How can I evaluate this function numerically stable?

624 Views Asked by At

I have a cross-entropy like function, that I want to evaluate. However, I encounter numerical instabilities due to overflows.

I want to compute the cross-entropy of the following function:

$$\sigma(p,q) = \frac{2}{1+e^{d}} \text{ with } d=||p-q||_2^2$$

To be specific, for $z$ in $\{0,1\}$:

$$-z\log(\sigma(p,q))-(1-z)\log(1-\sigma(p,q))$$

I know that there are efficient ways to this for the standard sigmoid

$$\sigma(x) = \frac{1}{(1+e^{-x})}$$

which is also described here:

Doing it in a similar manner, I derived the following equivalent formula:

$$z\log(\frac{1}{2}) + \log(1+e^d) + (z-1)\log(e^d-1))$$

How do I go on from here?

There are problems for $d\approx0$ as well as $d>>0$.

2

There are 2 best solutions below

7
On BEST ANSWER

For $x \approx 0$ use the functions $\mathrm{log1p}(x) = \log(1+x)$ and $\mathrm{expm1}(x) = e^x-1$ if available. The other expressions can be computed with $$\log(1+e^d) = \mathrm{log1p}(e^d)$$ and $$\log(e^d-1) = \log(\mathrm{expm1}(d))$$

If the functions are not available use the first terms of the Maclaurin series. For C look e.g. here and here. I guess, today most programming languages have them because they are a recommend operations of the IEEE 754 Floating point standard.

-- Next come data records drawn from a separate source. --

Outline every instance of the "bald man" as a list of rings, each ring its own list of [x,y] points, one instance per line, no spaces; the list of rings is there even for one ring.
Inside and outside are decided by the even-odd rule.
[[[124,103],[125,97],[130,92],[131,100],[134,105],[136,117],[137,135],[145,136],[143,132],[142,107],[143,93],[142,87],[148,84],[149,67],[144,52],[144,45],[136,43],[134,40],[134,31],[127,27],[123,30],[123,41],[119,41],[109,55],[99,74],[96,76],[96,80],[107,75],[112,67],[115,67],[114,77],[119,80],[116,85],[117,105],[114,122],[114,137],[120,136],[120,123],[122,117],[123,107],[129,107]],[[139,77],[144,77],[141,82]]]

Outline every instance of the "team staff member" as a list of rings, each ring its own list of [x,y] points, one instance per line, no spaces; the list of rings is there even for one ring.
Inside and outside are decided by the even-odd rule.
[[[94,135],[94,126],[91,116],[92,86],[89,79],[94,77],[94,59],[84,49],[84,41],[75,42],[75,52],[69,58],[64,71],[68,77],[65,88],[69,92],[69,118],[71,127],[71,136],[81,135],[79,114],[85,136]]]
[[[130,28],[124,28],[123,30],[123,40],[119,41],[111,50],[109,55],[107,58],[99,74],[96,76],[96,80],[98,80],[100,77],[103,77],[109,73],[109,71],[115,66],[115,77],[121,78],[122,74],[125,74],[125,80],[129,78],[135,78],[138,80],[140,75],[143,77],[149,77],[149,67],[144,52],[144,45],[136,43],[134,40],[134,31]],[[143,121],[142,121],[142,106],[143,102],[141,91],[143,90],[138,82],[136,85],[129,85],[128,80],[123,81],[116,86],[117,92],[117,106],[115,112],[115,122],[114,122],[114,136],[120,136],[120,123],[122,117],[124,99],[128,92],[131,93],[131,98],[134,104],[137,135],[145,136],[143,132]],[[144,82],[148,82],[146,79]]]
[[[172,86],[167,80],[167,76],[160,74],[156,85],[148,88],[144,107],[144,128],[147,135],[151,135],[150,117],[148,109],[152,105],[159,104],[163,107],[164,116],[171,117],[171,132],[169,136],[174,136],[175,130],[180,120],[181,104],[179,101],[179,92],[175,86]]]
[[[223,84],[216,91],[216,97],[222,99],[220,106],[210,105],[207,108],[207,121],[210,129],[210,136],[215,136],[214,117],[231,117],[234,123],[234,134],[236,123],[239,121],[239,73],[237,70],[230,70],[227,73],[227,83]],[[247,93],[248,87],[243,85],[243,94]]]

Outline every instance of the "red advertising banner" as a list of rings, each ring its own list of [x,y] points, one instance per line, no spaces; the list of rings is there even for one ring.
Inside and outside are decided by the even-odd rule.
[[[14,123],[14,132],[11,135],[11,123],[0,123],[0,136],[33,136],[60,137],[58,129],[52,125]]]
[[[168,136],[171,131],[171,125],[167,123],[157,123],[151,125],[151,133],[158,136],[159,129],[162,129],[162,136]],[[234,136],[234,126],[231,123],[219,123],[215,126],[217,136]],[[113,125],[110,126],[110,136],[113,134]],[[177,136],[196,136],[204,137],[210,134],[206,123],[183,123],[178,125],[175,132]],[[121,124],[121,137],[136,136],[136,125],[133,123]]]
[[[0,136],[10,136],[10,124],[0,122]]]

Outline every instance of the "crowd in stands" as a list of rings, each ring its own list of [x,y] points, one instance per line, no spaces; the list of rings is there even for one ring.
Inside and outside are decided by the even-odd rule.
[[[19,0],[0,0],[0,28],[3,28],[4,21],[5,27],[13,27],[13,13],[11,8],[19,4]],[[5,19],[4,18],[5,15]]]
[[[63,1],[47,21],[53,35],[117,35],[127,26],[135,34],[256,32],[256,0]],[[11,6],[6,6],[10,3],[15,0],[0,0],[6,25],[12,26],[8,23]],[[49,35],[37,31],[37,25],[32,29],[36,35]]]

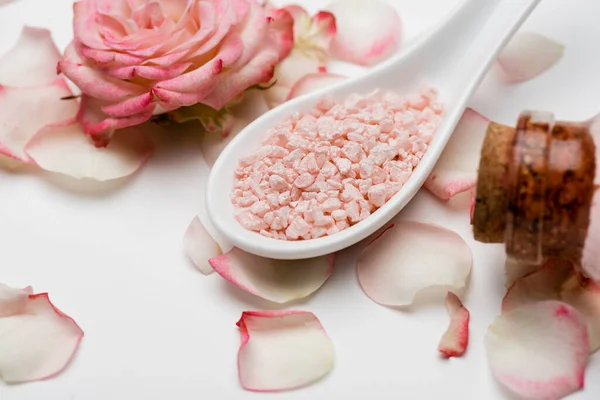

For large $d$ you can simplify $e^d\pm 1 \approx e^d$ and get $\log(1+e^d) \approx \log e^d = d.$

For the complete equivalent formula and large $d$ I just computed the asymptotic expansion with Maple as

$$z d - z \log(2)+(2-z)e^{-d}-\tfrac{1}{2}ze^{-2d} + O(e^{-3d})$$ But I do not know if there is significant cancellation.

0
On

Because issues differ, it seems advisable to examine the two flavors of the function $\mathrm{f_{z}}(d)$ separately. We have

$$\quad\quad\quad\; \mathrm{f_{0}}(d) = \log (1 + \exp(d)) - \log (\exp(d) - 1)$$ and $$\mathrm{f_{1}}(d) = \log (1 + \exp(d)) + \log \left(\frac{1}{2}\right)$$

Most programming environments offer standard mathematical functions $\mathrm{log1p}(x) = \log(1 + x)$ and $\mathrm{expm1}(x) = \exp(x) - 1$ that provide accurate computation near unity. However, this still leaves issues of subtractive cancellation and premature overflow that need to be resolved.

When evaluating the stated mathematical formula for $\mathrm{f_{1}}(d)$ with IEEE-754 binary floating-point arithmetic, the term $\exp(d)$ will cause overflow in intermediate computation as $d$ increases before $\mathrm{f_{1}}(d)$ itself overflows. How to get around this is shown in this draft publication (note that similar analysis is shown in comments below gammatester's answer):

Martin Mächler, "Accurately Computing $\log(1 − \exp(− \lvert a \rvert))$. Assessed by the Rmpfr package", ETH Zurich, Oct. 2012. (online)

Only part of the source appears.